2. then get a WBMP converter
3. Convert those gif or bmp to wbmp
4. copy those wbmp files to ur cell memory via datacable
5. Send !!!!

the resolutions of the gif files u get in yahoo is 72x28
here are few.........this is also resolution of wbmp messages that phones can send via SMS.

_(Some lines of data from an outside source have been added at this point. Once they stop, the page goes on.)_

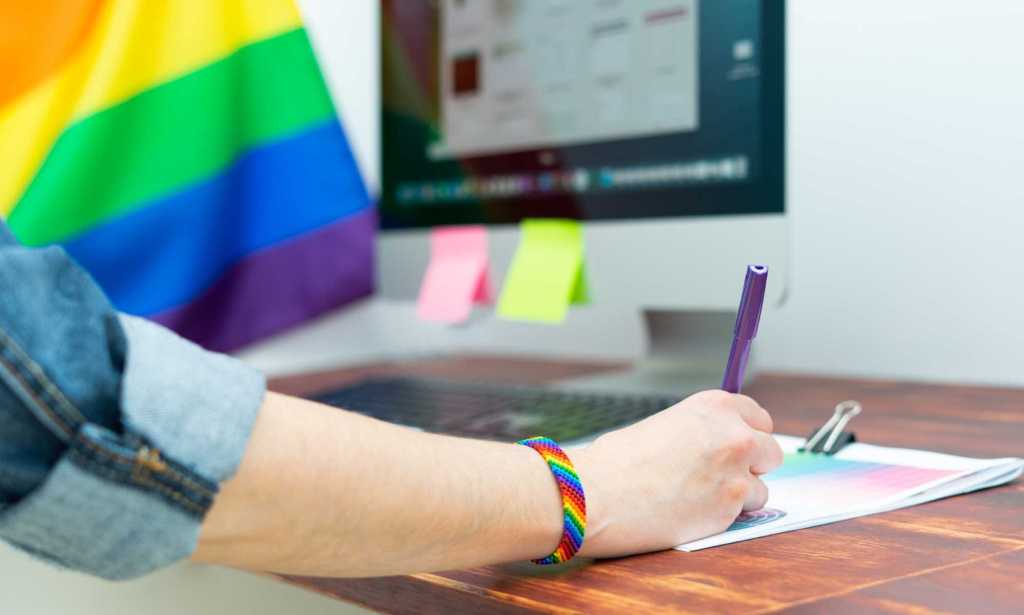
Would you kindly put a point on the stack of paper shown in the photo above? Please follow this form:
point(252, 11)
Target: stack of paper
point(861, 479)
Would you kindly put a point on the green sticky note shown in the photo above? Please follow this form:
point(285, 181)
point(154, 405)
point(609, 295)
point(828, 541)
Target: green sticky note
point(547, 273)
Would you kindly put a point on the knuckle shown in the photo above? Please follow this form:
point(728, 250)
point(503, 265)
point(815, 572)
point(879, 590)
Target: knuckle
point(743, 444)
point(734, 490)
point(715, 397)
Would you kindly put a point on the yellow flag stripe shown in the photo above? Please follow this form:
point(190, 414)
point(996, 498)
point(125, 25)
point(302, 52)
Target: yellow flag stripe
point(135, 45)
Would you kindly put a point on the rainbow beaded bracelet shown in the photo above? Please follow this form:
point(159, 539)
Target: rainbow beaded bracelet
point(573, 500)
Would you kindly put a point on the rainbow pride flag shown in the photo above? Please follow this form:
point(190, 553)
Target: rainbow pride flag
point(187, 154)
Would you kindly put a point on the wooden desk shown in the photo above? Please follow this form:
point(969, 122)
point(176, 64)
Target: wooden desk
point(958, 555)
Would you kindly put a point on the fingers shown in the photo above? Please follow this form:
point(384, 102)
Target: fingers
point(757, 495)
point(767, 454)
point(754, 414)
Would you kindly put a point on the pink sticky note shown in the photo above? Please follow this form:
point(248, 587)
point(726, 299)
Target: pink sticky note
point(458, 274)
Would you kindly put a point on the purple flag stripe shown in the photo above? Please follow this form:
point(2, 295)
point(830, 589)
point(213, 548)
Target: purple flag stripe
point(282, 286)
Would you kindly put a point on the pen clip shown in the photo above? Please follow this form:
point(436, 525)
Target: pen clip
point(829, 438)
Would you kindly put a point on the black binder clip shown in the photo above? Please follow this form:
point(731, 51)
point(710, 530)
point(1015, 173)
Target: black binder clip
point(829, 438)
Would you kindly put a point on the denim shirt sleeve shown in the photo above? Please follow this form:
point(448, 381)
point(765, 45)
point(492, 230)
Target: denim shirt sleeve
point(115, 433)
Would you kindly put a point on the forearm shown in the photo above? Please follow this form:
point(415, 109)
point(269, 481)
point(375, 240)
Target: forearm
point(328, 492)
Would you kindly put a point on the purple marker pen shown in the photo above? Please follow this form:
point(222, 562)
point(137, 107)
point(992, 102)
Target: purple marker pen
point(747, 326)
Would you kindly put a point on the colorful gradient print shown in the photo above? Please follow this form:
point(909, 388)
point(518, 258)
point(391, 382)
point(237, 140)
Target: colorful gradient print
point(844, 482)
point(187, 154)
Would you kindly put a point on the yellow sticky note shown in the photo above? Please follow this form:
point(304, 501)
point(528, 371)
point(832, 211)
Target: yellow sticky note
point(547, 273)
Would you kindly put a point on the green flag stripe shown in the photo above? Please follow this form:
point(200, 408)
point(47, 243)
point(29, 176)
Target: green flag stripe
point(171, 136)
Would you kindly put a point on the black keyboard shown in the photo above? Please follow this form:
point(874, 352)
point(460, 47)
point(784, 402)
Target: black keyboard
point(499, 412)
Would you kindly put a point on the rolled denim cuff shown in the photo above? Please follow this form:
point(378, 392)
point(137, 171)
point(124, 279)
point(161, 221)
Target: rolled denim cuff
point(196, 406)
point(122, 504)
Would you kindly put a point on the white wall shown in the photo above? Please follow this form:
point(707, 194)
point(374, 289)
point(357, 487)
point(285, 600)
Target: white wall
point(906, 131)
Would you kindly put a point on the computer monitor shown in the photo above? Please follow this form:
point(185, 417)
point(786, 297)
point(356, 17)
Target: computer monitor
point(659, 124)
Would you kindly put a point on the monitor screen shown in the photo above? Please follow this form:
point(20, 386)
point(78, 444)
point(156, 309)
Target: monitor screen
point(496, 111)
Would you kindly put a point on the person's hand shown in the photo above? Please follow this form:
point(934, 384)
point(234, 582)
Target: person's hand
point(683, 474)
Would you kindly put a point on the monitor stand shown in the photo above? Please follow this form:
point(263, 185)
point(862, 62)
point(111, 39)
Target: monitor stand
point(686, 353)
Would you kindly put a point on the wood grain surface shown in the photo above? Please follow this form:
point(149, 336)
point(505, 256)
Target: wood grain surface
point(960, 555)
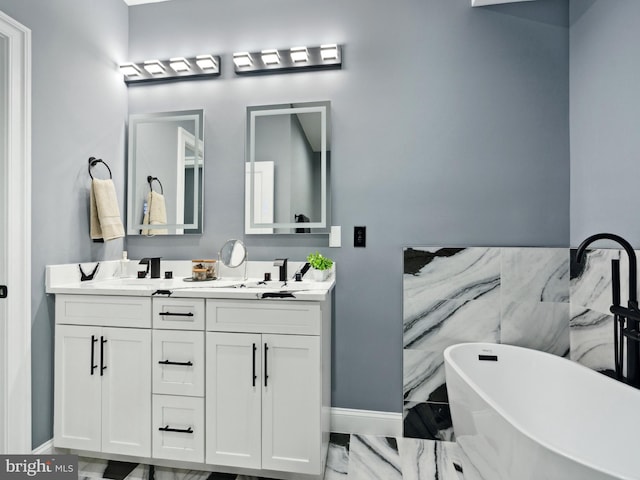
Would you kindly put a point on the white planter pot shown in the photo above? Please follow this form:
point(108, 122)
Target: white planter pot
point(319, 275)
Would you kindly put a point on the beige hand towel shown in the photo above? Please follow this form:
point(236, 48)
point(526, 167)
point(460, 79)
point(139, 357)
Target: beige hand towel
point(105, 219)
point(156, 214)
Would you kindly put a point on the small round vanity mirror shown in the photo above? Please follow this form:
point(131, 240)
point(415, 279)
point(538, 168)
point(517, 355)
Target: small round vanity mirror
point(233, 254)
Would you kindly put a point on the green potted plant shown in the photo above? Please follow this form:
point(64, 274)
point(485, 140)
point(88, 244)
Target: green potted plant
point(320, 266)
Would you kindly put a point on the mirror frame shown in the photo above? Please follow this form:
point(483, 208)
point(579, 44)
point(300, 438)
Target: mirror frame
point(253, 112)
point(135, 228)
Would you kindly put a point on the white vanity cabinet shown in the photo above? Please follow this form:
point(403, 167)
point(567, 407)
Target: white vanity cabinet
point(103, 376)
point(193, 377)
point(265, 385)
point(178, 379)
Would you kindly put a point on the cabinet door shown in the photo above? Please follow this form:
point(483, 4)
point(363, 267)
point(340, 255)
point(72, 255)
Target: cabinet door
point(233, 399)
point(126, 391)
point(291, 404)
point(77, 387)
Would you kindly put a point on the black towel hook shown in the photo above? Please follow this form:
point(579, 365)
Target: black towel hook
point(93, 161)
point(150, 179)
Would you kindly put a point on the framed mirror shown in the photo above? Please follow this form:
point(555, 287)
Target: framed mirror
point(165, 173)
point(287, 168)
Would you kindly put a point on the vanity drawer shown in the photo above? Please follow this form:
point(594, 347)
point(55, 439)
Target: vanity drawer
point(178, 428)
point(178, 313)
point(300, 318)
point(103, 310)
point(178, 362)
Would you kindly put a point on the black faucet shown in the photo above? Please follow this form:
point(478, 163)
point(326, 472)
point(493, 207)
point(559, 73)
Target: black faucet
point(626, 320)
point(282, 264)
point(154, 263)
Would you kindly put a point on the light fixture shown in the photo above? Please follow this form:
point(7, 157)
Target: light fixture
point(180, 64)
point(207, 62)
point(242, 60)
point(270, 57)
point(176, 68)
point(294, 59)
point(154, 67)
point(129, 69)
point(329, 52)
point(299, 54)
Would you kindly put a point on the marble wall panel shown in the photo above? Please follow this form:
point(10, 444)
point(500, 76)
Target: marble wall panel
point(477, 294)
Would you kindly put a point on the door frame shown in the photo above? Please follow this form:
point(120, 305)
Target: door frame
point(15, 354)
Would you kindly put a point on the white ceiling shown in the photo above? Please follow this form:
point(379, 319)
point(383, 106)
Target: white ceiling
point(140, 2)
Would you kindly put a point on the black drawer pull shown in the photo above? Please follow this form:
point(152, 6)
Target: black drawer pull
point(254, 376)
point(178, 430)
point(103, 367)
point(266, 349)
point(169, 362)
point(93, 341)
point(189, 314)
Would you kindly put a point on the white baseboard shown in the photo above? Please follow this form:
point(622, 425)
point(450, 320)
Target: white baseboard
point(45, 449)
point(343, 420)
point(366, 422)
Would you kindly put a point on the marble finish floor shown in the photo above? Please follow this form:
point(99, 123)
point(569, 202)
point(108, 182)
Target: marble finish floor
point(350, 457)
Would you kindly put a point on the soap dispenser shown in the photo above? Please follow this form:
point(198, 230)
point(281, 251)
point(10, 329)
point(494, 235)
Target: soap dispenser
point(123, 268)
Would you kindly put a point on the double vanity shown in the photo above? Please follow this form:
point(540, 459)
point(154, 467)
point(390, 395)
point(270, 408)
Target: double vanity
point(229, 375)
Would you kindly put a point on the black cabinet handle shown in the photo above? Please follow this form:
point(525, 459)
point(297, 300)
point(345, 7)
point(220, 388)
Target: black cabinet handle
point(103, 367)
point(169, 362)
point(178, 430)
point(254, 376)
point(93, 341)
point(266, 349)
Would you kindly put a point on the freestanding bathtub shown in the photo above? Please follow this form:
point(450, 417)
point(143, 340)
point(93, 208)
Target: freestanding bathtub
point(521, 414)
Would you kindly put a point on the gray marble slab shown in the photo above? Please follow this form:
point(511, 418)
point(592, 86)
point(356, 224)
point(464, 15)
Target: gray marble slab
point(591, 280)
point(428, 459)
point(537, 325)
point(374, 458)
point(591, 334)
point(535, 274)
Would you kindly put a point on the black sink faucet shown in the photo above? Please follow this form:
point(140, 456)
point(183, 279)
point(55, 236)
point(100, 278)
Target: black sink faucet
point(281, 263)
point(154, 263)
point(626, 321)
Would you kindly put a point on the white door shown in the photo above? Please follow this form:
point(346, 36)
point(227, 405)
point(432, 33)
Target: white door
point(3, 228)
point(77, 387)
point(126, 391)
point(233, 399)
point(291, 404)
point(15, 237)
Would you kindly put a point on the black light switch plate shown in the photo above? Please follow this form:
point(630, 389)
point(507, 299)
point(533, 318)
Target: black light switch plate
point(359, 236)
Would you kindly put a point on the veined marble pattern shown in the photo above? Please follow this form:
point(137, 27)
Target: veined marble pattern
point(478, 294)
point(538, 325)
point(535, 274)
point(350, 457)
point(449, 274)
point(591, 280)
point(445, 322)
point(592, 338)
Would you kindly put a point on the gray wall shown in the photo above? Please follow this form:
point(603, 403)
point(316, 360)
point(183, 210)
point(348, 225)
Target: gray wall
point(450, 127)
point(605, 145)
point(79, 106)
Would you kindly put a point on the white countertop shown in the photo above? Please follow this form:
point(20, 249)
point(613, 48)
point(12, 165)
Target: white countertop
point(65, 279)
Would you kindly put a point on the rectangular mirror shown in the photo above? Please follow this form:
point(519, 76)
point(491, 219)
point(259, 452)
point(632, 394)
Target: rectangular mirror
point(287, 168)
point(165, 173)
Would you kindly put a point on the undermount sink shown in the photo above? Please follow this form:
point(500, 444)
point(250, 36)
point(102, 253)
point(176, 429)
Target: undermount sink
point(289, 286)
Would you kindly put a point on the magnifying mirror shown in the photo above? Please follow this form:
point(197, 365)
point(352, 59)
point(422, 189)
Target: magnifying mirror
point(233, 254)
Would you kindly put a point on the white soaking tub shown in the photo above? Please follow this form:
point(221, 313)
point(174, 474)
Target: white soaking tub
point(521, 414)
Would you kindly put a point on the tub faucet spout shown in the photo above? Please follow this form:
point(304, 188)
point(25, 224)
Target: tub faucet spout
point(626, 321)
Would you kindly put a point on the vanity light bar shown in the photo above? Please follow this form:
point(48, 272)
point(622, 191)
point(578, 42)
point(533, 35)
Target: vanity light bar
point(177, 68)
point(288, 60)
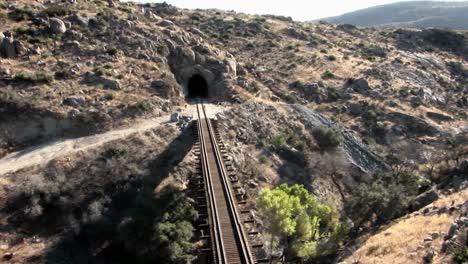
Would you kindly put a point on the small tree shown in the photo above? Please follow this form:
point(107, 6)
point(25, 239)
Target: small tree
point(294, 216)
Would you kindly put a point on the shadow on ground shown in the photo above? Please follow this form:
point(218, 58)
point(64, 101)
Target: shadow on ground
point(106, 216)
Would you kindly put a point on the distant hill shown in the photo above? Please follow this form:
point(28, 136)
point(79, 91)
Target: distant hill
point(409, 14)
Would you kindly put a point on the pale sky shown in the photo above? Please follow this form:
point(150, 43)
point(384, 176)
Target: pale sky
point(297, 9)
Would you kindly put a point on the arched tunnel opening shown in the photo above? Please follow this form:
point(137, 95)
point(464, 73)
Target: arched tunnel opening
point(197, 87)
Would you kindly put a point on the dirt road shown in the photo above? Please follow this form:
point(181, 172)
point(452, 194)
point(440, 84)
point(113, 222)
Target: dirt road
point(42, 154)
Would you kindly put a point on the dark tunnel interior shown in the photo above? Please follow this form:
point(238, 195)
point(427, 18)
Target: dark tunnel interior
point(197, 87)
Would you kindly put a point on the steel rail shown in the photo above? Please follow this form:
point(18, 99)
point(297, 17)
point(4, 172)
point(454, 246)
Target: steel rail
point(236, 239)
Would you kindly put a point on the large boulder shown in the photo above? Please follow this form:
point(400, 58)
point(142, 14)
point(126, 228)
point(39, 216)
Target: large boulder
point(75, 101)
point(359, 85)
point(7, 48)
point(413, 125)
point(438, 116)
point(57, 26)
point(78, 20)
point(424, 199)
point(162, 88)
point(166, 23)
point(94, 79)
point(20, 49)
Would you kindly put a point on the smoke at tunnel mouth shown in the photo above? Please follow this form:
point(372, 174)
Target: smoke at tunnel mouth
point(197, 87)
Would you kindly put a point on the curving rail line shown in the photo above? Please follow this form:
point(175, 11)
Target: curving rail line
point(229, 243)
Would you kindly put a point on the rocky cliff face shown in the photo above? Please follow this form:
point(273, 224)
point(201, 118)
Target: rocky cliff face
point(385, 99)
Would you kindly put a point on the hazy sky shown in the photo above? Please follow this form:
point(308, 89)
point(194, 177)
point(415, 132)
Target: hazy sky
point(297, 9)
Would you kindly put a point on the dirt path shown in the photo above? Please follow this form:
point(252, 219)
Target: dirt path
point(42, 154)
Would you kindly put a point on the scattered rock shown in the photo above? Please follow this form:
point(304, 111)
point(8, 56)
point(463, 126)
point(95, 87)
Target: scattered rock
point(72, 45)
point(435, 235)
point(7, 256)
point(166, 23)
point(359, 85)
point(57, 26)
point(453, 228)
point(438, 116)
point(464, 209)
point(355, 109)
point(94, 79)
point(412, 124)
point(429, 256)
point(20, 49)
point(463, 169)
point(78, 20)
point(253, 184)
point(296, 33)
point(346, 27)
point(7, 48)
point(175, 117)
point(424, 199)
point(75, 101)
point(198, 32)
point(150, 15)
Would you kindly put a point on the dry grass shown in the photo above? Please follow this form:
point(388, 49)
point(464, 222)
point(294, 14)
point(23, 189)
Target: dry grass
point(402, 241)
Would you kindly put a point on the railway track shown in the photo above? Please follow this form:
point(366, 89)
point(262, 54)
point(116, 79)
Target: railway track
point(228, 240)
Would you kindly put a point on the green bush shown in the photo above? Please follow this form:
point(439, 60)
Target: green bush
point(328, 75)
point(33, 78)
point(327, 138)
point(117, 151)
point(307, 227)
point(112, 51)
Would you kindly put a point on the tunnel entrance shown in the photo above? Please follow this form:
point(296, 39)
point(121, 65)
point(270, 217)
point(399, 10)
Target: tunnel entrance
point(197, 87)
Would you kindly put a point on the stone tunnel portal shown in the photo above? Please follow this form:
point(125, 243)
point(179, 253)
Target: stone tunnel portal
point(197, 87)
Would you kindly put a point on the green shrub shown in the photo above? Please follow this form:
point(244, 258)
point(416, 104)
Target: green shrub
point(117, 151)
point(112, 51)
point(291, 213)
point(328, 75)
point(327, 138)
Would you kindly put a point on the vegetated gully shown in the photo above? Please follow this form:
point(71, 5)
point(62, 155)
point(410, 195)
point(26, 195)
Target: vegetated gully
point(228, 242)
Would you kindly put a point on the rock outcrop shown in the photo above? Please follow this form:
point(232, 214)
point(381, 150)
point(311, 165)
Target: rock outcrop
point(57, 26)
point(358, 154)
point(94, 79)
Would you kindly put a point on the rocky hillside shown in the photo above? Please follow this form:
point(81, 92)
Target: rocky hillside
point(419, 14)
point(371, 121)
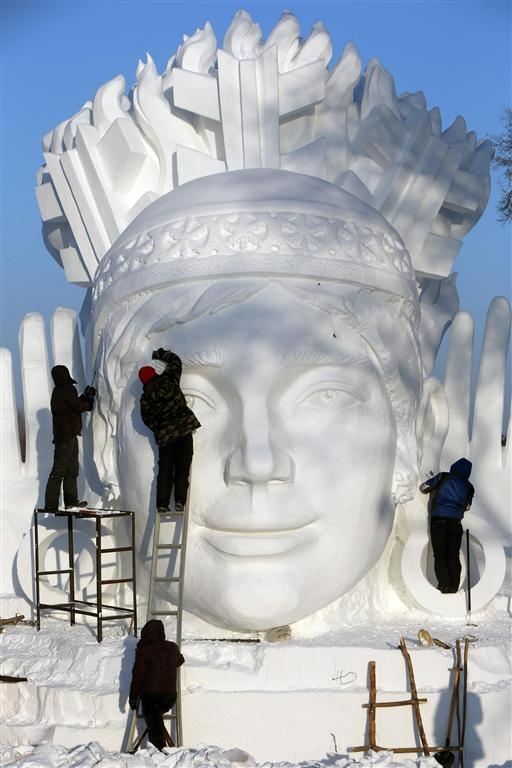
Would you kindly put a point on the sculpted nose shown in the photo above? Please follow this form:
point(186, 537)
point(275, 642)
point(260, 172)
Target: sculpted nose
point(246, 469)
point(257, 459)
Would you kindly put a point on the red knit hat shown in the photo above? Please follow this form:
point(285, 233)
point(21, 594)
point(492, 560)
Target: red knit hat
point(146, 373)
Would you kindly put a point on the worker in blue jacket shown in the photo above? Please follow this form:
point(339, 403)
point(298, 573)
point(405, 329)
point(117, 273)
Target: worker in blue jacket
point(451, 495)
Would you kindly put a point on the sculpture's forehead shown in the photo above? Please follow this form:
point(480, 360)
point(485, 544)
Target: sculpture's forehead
point(272, 327)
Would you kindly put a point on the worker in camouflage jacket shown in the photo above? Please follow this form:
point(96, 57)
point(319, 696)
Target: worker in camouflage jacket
point(165, 411)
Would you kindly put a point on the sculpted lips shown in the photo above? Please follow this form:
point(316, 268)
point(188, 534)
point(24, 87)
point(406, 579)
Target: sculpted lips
point(258, 543)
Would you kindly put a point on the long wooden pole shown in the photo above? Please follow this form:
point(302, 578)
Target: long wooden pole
point(414, 697)
point(371, 710)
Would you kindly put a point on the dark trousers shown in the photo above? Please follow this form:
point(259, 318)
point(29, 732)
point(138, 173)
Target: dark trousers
point(63, 472)
point(174, 460)
point(154, 705)
point(446, 537)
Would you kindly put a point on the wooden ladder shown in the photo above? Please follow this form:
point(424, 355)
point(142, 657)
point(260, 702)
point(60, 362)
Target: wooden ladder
point(175, 548)
point(413, 702)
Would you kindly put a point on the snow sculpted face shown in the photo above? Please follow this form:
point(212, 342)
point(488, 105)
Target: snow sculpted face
point(296, 322)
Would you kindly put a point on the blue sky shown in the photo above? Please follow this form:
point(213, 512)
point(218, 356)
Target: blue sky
point(55, 55)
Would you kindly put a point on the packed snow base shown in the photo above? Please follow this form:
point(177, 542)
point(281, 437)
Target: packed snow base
point(248, 694)
point(88, 755)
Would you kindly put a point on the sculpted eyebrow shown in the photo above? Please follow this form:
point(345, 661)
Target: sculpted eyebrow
point(310, 357)
point(198, 359)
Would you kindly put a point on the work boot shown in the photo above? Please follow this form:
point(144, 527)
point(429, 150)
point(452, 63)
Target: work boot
point(76, 505)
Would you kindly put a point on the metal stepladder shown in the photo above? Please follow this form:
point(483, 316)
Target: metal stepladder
point(170, 554)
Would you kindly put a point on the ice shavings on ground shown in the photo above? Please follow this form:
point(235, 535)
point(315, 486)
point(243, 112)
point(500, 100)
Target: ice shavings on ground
point(88, 755)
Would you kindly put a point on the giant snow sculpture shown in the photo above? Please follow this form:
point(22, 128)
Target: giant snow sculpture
point(289, 230)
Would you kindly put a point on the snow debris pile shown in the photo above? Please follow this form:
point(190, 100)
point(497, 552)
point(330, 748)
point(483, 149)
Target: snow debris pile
point(93, 754)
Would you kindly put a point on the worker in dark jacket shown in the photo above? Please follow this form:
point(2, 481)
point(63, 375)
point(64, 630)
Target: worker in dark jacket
point(451, 495)
point(165, 411)
point(154, 678)
point(67, 408)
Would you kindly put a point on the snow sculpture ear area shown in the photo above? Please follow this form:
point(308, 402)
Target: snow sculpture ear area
point(431, 426)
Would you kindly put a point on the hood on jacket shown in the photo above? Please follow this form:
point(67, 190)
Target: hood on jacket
point(61, 375)
point(461, 467)
point(147, 373)
point(152, 631)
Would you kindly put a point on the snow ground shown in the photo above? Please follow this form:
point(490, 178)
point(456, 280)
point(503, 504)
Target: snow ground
point(66, 664)
point(88, 755)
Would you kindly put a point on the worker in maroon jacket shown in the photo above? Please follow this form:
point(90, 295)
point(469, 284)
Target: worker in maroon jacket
point(154, 678)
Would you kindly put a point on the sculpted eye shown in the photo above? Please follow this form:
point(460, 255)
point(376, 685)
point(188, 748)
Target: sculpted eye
point(331, 398)
point(198, 401)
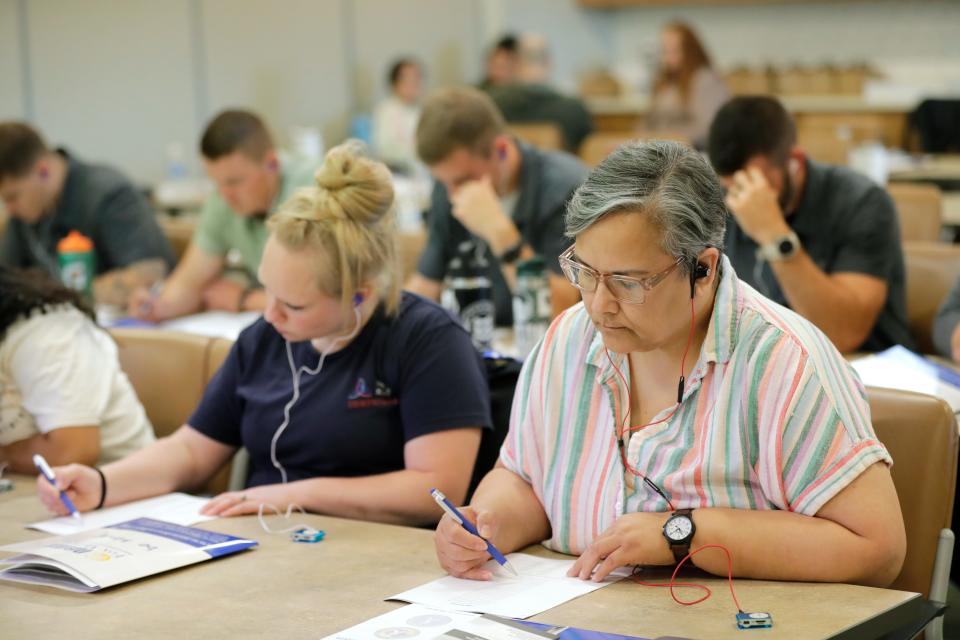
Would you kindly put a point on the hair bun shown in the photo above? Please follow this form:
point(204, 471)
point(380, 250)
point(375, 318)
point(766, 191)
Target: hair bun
point(357, 188)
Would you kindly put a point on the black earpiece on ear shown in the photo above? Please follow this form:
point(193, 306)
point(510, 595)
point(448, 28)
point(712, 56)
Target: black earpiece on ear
point(697, 270)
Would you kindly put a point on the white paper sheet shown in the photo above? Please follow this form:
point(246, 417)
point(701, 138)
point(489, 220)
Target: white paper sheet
point(217, 324)
point(542, 585)
point(178, 508)
point(406, 622)
point(899, 368)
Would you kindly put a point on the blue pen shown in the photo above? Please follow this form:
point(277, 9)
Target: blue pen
point(47, 473)
point(466, 524)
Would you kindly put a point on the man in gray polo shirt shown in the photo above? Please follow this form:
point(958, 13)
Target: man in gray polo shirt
point(49, 193)
point(820, 239)
point(495, 188)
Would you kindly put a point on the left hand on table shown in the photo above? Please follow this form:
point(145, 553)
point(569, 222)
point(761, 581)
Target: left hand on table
point(240, 503)
point(754, 203)
point(635, 538)
point(223, 295)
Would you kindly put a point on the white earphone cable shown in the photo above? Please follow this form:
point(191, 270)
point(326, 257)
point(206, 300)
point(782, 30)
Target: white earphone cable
point(296, 374)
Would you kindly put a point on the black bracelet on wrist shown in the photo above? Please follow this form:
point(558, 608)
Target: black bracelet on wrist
point(103, 488)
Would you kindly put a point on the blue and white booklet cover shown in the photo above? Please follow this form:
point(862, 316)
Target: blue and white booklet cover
point(99, 558)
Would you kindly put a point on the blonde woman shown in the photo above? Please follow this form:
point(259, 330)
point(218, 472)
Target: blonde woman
point(353, 399)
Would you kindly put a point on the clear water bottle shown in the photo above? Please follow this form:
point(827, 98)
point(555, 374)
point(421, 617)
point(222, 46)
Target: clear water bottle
point(468, 292)
point(531, 305)
point(77, 267)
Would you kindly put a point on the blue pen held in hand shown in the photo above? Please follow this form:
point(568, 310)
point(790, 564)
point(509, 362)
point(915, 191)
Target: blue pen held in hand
point(47, 473)
point(466, 524)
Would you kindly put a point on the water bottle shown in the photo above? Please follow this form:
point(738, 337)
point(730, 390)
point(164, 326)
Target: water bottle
point(468, 293)
point(75, 256)
point(531, 305)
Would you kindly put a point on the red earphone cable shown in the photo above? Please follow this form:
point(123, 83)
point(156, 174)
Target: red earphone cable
point(673, 583)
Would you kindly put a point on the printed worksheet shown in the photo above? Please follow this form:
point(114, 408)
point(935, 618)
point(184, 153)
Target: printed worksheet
point(541, 585)
point(178, 508)
point(406, 622)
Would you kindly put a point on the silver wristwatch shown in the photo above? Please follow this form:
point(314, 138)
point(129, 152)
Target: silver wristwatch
point(782, 247)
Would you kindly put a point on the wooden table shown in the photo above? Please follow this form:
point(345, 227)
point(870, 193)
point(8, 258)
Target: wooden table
point(289, 590)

*in.yimg.com//i/in/mob/picsms/yahoomobile_logos/20020314/3047.gif


*in.yimg.com//i/in/mob/picsms/yahoomobile_logos/20070615/6415.gif

*in.yimg.com/i/in/mob/picsms/yahoomobile_logos/20020222/1799.gif

the link to get such pics is here 

*in.content.mobile.yahoo.com/new/pic/

this are in GIF format note !! 
so now convert them to WBMP !!

wbmp converters........given below are all freewares

my rankings
1. MAX Image Beauty ++ 2004 ( this comes with MAX's HTML beauty 2004 )
*www.htmlbeauty.com/
2. pic2wbpm
*www.gingco.de/wap/pic2wbmp.zip
3. Wmbp file generator
*amazingvb.latinaddress.com/wbmp/

this tutorial is for all ppl who dint know....example :  myself
sending 1 such msg is equal to sending 3 SMSes.....so its free if u hv 100 SMS free everyday
u can send 33 such pic messages for free then
thank you and enjoy !!!
2 colur so what ?? i feel those pic messages are cool
my small contribution to this great forum

EDIT:
 By the way guys i know frm experience that girls like such pic messages a lot !!!
fine u can send colorful MMS...but still this works miracles believe me


----------



## enticer86 (Jun 25, 2007)

.....so its free if u hv 100 SMS free everyday



HOW ?? m more interested in the 100free sms everyday


----------



## a_k_s_h_a_y (Jun 25, 2007)

yes sending those pic messages as SMS is free as SMS is free
dont send them as pic messages as MMS which is 5 RS !!

well get airtel college plan.......dialy 100 SMS free within ur STATE example Within Karnataka

else get Hutch Student Plan !! 

or i think u can subscribe to SMS pack even if u hv Hutch general plan
for which u need to pay 49 RS pm and then SEND SMS for 1p each which means seding one such pic message is 3 paise !! 

for my BSNL 1 SMS is 0.60 rs so each SUCH pic message sent is 1.80 RS


----------



## enticer86 (Jun 25, 2007)

na yaar.. not here in del


----------